Announcements of their efforts led to the sale of 12 stoves by the gas company. The first recording industry discovered an important market among blacks in 1920 when Columbia Records released Mamie Smith's “Crazy Blues”. And in 1922, Fuller Brush Co. Finally, in the mid-1970s to the present, images of black people as normal people with typical consumer problems became the norm.
These are most recently published articles (at least decades after the Great Depression) about advertising aimed at black consumers or advertising by black companies during the 1930s. The civil rights protests of the 1960s finally forced advertisers and agencies to change their focus and diversify. These images were created by white advertising agencies for white consumers as a way to reassure whites in the midst of intense political and social change. In a positive sense, I think it's noteworthy that blacks are used to represent a wider range of products than ever before.
The evolution of the black image in ads was related to larger efforts in the civil rights and equal citizenship movement, according to Jason Chambers, an advertising professor who teaches advertising history. His images were used without major deformities, negativity or stereotypes that sometimes accompanied other images of blacks in advertising. The Equal Employment Opportunity Commission found in 1968 that New York's African-American white-collar employment in advertising was 2.5% of total employment. African-American media harshly criticized industry's record, as did some voices within advertising business.

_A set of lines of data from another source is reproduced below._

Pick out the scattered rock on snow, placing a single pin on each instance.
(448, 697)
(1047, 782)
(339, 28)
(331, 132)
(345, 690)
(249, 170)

That person came alive in Marlboro man who was not only black but also urban; surrounded by people instead of longhorns; his poise illuminated by his community rather than by his lack of one. Later between 1920 and 1940 blacks (apart from images known as Aunt Jemima or Uncle Ben) largely disappeared from advertising. However Barnett's main success did not come as agent for advertisers but as seller of advertising space within African-American press. Well products like Aunt Jemima's pancake mix; Uncle Ben's rice; gold washing powder; blacks were portrayed as experts.